Tutorial

2.2.7. UNIX-to-DOS Filters

Suppose you want to write a Filter to convert UNIX line endings to DOS line-endings. The basic idea is simple: you process the characters in a sequence one at a time, and whenever you encounter the character '\n' you replace it with the two-character sequence '\r', '\n'. In the following sections I'll implement this algorithm as a stdio_filter, an InputFilter and an OutputFilter. The source code can be found in the header <libs/iostreams/example/unix2dos_filter.hpp>

unix2dos_stdio_filter

You can express a UNIX-to-DOS Filter as a stdio_filter by deriving from stdio_filter and overriding the private virtual function do_filter as follows:

#include <cstdio>    // EOF
#include <iostream>  // cin, cout
#include <boost/iostreams/filter/stdio.hpp>

namespace boost { namespace iostreams { namespace example {

class unix2dos_stdio_filter : public stdio_filter {
private:
    void do_filter()
    {
        int c;
        while ((c = std::cin.get()) != EOF) {
            if (c == '\n')
                std::cout.put('\r');
            std::cout.put(c);
        }
    }
};

} } } // End namespace boost::iostreams:example

The function do_filter consists of a straightforward implementation of the algorithm I described above: it reads characters from standard input and writes them to standard output unchanged, except that when it encounters '\n' it writes '\r', '\n'.

unix2dos_input_filter

Now, let's express a UNIX-to-DOS Filter as an InputFilter.

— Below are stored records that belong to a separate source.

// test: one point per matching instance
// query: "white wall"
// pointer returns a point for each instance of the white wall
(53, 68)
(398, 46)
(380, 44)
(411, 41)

#include <boost/iostreams/categories.hpp> // input_filter_tag
#include <boost/iostreams/operations.hpp> // get

namespace boost { namespace iostreams { namespace example {

class unix2dos_input_filter {
public:
    typedef char              char_type;
    typedef input_filter_tag  category;

    unix2dos_input_filter() : has_linefeed_(false) { }

    template<typename Source>
    int get(Source& src)
    {
        // Handle unfinished business
        if (has_linefeed_) {
            has_linefeed_ = false;
            return '\n';
        }

        // Forward all characters except '\n'
        int c;
        if ((c = iostreams::get(src)) == '\n') {
            has_linefeed_ = true;
            return '\r';
        }

        return c;
    }

    template<typename Source>
    void close(Source&);
private:
    bool has_linefeed_;
};

} } } // End namespace boost::iostreams:example

The implementation of get can be described as follows. Most of the time, you simply read a character from src and return it. The special values EOF and WOULD_BLOCK are treated the same way: they are simply forwarded as-is. The exception is when iostreams::get returns '\n'. In this case, you return '\r' instead and make a note to return '\n' the next time get is called.

As usual, the member function close reset's the Filter's state:

    template<typename Source>
    void close(Source&) { skip_ = false; }

unix2dos_output_filter

You can express a UNIX-to-DOS Filter as an OutputFilter as follows:

#include <boost/iostreams/concepts.hpp>   // output_filter
#include <boost/iostreams/operations.hpp> // put

namespace boost { namespace iostreams { namespace example {

class unix2dos_output_filter : public output_filter {
public:
    unix2dos_output_filter() : has_linefeed_(false) { }

    template<typename Sink>
    bool put(Sink& dest, int c);

    template<typename Sink>
    void close(Sink&) { has_linefeed_ = false; }
private:
    template<typename Sink>
    bool put_char(Sink& dest, int c);

    bool has_linefeed_;
};

} } } // End namespace boost::iostreams:example

Here I've derived from the helper class output_filter, which provides a member type char_type equal to char and a category tag convertible to output_filter_tag and to closable_tag.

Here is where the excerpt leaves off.